Ms Morris's intervention follows a rising tide of complaint as the AS-level and Key Skills exam timetable rolls through schools and colleges.
Even the former head of the QCA, Nick Tate - now head of independent Winchester College - said he felt teenagers now faced too many public exams, with GCSEs, AS-levels and Key Skills and A-levels proper between the ages of 16 and 18.
David Hart, general secretary of the National Association of Head Teachers, who wrote to the Department for Education just before the election calling for an inquiry said he was "absolutely delighted" by Estelle Morris's announcement.
"This is a very positive move from the new secretary of state who recognises that the confusion and chaos surrounding the delivery of the new exams must be resolved urgently in the interests of the next cohort of students," he said.
"Nothing can be done to save the damage done to students and their teachers in the first year but lessons have got to be learned and learned quickly if we are going to restore confidence in a broad and balanced curriculum, which is absolutely crucial to the future of our post-16 students."
The review has been welcomed too by the general secretary of the Secondary Heads Association, John Dunford, who has been anxious to differentiate between the widely-agreed need to broaden the sixth form curriculum, and the way this has been carried out. .
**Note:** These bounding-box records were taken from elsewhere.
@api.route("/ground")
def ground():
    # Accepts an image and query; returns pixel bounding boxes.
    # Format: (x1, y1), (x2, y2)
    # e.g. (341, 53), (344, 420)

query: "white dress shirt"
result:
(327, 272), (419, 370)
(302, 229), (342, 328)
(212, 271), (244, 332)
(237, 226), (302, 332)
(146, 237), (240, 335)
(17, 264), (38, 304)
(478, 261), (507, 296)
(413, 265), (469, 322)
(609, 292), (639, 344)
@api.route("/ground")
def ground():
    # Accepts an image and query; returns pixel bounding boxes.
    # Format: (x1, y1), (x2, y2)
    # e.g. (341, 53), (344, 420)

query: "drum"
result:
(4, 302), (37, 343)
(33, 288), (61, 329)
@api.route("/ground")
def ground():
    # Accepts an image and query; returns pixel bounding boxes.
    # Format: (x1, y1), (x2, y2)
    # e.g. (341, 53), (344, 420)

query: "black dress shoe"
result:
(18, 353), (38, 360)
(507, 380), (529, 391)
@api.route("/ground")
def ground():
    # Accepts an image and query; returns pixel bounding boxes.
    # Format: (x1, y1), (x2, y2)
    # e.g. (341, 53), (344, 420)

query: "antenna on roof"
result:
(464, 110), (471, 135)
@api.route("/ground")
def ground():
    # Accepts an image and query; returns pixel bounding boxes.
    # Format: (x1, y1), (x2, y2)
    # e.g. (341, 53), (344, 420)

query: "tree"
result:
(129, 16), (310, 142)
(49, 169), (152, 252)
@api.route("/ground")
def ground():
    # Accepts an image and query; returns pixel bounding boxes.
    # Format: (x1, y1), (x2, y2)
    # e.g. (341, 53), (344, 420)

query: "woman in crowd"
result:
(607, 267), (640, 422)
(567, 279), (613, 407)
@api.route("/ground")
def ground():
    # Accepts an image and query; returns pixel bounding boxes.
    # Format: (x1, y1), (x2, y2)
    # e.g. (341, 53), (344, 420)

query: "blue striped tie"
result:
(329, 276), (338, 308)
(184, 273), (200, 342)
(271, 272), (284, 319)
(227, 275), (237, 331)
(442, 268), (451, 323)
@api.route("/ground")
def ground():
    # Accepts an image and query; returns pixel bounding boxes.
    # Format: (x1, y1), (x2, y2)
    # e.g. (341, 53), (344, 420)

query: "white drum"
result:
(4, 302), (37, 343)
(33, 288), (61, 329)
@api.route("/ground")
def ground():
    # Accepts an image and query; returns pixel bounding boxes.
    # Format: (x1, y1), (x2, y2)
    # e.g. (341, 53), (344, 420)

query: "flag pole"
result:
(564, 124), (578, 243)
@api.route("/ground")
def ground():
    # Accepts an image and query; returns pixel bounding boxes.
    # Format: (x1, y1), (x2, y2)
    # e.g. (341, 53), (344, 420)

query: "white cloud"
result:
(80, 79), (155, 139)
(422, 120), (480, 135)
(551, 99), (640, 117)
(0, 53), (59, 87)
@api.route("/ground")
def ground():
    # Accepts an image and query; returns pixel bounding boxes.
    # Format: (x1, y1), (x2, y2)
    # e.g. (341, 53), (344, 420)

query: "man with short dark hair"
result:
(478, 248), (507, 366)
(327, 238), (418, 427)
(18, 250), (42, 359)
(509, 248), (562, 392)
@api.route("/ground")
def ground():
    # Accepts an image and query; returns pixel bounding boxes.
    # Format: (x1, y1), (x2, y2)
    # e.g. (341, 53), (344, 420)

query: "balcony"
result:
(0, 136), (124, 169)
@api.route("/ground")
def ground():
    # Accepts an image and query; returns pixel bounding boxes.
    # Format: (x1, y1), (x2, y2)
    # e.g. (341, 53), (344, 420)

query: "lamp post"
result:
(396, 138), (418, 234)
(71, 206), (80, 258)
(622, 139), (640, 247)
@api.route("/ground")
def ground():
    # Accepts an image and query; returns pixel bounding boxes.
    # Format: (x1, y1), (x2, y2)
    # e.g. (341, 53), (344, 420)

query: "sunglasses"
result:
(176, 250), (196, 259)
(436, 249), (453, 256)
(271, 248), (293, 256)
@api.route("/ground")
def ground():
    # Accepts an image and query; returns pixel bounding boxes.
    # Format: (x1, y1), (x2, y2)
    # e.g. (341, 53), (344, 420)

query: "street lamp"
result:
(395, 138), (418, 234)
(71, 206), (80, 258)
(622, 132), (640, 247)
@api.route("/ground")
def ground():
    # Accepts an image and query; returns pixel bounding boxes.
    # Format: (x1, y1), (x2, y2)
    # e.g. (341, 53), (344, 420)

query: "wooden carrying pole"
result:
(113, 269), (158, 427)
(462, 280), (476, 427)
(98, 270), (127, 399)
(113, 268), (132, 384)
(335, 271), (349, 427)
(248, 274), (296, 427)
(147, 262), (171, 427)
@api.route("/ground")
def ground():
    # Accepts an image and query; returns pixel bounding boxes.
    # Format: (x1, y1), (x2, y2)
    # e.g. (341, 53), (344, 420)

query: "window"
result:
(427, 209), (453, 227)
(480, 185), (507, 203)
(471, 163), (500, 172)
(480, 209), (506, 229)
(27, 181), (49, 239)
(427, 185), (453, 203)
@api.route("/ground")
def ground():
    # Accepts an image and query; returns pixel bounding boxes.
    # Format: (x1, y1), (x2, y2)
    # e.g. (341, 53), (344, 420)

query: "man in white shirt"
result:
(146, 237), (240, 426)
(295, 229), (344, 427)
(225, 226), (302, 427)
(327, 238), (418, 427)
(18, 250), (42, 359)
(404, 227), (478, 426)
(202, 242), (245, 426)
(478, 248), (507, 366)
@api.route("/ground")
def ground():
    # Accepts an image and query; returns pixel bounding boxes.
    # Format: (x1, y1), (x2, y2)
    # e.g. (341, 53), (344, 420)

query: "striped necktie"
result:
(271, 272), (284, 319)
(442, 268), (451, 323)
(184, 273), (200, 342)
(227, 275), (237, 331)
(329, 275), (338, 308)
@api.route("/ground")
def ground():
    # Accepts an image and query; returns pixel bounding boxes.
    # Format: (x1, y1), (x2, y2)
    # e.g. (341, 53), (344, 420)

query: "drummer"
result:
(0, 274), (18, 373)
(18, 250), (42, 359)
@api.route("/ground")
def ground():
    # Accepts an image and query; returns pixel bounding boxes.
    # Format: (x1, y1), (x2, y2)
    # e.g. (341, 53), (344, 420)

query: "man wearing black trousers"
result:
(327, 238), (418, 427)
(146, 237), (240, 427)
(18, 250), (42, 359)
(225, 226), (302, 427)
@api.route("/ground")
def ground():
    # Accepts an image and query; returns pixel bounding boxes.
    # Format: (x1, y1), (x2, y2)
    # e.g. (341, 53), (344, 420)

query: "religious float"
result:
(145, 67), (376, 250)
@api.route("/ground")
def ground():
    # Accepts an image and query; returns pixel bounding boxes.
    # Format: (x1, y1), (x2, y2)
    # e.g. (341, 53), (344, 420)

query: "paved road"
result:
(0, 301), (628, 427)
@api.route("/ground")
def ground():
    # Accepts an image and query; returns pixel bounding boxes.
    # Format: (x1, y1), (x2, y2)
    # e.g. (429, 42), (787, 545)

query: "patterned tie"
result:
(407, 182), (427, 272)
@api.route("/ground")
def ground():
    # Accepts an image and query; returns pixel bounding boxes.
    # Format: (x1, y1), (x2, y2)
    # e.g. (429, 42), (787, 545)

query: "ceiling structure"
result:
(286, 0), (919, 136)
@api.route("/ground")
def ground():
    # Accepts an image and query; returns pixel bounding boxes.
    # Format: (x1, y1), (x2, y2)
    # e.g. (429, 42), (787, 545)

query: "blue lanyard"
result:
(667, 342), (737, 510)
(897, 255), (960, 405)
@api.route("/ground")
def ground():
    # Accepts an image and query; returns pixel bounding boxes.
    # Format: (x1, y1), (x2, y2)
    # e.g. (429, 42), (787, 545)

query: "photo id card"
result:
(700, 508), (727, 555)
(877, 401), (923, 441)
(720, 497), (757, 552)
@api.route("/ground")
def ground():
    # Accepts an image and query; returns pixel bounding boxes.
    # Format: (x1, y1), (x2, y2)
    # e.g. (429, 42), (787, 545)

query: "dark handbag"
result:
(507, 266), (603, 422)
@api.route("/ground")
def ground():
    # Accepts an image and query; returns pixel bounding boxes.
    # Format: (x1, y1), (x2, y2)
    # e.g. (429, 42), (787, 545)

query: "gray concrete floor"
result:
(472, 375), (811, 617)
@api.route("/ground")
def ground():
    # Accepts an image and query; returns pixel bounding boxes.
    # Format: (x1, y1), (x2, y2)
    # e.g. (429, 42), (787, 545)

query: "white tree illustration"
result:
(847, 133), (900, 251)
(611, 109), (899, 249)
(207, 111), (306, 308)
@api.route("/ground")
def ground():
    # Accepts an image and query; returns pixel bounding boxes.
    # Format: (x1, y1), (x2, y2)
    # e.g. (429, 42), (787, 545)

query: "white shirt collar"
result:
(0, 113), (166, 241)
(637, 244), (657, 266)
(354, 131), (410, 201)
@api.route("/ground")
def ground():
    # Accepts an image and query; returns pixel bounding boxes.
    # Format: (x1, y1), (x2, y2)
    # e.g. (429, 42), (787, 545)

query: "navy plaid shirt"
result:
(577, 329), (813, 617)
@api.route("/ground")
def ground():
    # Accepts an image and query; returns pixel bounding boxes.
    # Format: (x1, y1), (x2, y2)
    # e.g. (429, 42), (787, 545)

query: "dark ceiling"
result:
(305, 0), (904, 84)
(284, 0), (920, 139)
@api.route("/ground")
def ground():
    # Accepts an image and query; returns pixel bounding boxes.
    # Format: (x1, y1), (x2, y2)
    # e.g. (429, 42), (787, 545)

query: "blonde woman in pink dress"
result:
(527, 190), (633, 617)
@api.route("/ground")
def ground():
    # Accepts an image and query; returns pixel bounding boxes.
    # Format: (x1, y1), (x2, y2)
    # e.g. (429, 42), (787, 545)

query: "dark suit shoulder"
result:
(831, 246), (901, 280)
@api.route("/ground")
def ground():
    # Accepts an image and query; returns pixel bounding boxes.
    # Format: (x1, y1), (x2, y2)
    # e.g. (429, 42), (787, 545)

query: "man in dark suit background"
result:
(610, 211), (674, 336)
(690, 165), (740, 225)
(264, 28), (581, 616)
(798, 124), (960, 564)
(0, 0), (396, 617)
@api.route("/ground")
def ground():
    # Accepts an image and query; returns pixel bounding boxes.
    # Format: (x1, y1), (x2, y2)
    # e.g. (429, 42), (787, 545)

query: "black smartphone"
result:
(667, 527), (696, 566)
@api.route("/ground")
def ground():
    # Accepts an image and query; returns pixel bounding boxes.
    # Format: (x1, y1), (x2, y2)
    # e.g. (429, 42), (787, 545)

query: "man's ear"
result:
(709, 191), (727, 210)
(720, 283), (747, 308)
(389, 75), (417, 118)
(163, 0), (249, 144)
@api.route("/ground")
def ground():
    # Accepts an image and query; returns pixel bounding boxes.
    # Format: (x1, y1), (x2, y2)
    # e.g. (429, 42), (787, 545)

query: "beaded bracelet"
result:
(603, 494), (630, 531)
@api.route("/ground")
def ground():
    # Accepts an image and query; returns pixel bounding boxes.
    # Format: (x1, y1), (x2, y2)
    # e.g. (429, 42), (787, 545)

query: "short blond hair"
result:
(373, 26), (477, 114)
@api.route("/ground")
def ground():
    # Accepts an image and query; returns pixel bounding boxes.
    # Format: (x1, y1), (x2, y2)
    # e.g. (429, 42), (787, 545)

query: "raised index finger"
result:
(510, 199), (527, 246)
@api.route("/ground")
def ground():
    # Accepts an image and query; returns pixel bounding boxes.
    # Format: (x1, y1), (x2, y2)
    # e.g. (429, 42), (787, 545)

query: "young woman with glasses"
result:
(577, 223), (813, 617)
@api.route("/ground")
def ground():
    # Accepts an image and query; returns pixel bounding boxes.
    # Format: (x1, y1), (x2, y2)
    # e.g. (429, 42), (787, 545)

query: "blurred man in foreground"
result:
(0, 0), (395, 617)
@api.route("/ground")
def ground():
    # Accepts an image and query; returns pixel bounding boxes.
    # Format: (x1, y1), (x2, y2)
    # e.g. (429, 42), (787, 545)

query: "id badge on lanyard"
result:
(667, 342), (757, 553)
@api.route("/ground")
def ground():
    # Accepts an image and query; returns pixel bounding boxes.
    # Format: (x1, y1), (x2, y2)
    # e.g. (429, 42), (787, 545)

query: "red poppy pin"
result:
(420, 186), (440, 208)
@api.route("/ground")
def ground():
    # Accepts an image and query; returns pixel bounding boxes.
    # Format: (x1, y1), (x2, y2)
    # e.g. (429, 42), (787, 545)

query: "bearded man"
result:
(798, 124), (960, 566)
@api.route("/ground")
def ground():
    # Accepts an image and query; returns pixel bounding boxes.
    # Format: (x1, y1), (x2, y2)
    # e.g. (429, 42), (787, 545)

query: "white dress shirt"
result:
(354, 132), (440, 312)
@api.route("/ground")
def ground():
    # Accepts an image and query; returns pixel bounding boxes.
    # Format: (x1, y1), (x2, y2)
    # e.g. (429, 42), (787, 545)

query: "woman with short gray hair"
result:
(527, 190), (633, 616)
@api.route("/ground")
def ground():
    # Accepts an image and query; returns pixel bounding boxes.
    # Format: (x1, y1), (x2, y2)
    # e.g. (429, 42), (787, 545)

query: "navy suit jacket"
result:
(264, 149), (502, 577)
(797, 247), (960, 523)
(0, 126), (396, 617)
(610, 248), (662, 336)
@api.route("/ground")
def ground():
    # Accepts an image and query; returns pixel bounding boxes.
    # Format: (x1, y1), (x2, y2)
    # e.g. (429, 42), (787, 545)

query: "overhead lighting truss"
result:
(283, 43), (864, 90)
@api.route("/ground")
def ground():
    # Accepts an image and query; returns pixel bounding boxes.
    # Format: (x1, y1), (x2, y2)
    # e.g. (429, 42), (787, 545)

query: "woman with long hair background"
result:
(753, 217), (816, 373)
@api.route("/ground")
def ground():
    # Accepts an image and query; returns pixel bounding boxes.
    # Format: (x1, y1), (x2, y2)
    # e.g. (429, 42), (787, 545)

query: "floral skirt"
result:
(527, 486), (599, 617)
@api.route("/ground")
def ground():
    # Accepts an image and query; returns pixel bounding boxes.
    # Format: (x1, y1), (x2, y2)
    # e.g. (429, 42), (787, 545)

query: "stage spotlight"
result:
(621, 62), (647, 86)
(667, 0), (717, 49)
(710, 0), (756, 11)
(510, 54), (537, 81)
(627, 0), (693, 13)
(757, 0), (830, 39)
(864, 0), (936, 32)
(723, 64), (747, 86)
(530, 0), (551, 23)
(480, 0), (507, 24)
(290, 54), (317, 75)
"We need to sort out the implementation problems quickly, but we must distinguish clearly between these and the structural problems which can only be addressed in the context of the whole qualifications system," he said.
"Many of the problems stem from the desire of governments to have far too many external examinations for young people.
"The introduction of the AS-level was a reform that we called for during the 1990s and we strongly supported Sir Ron Dearing's recommendation to introduce it as a half-way house to A-level.
"Unfortunately, the implementation timetable has been rushed and this has left inadequate time for examination boards and schools to put the reforms in place."
He also said the lack of clarity from universities, about how they will regard the new qualifications, had not helped matters.
"The university reaction has been particularly disappointing and has made it very difficult for teachers to advise students on whether to take more subjects and how much time to devote to gaining a qualification in Key Skills," he said.
Nigel de Gruchy, general secretary of the National Association of Schoolmasters Union of Women Teachers, welcomed the review but said he would prefer a fundamental rethink of 14 to 19 education.
"The AS-levels were intended to broaden students' horizons. There is growing evidence that they are having the opposite effect.
"Many other worthy activities appear to have been crushed out of existence as the examinations bulldozer rolls on."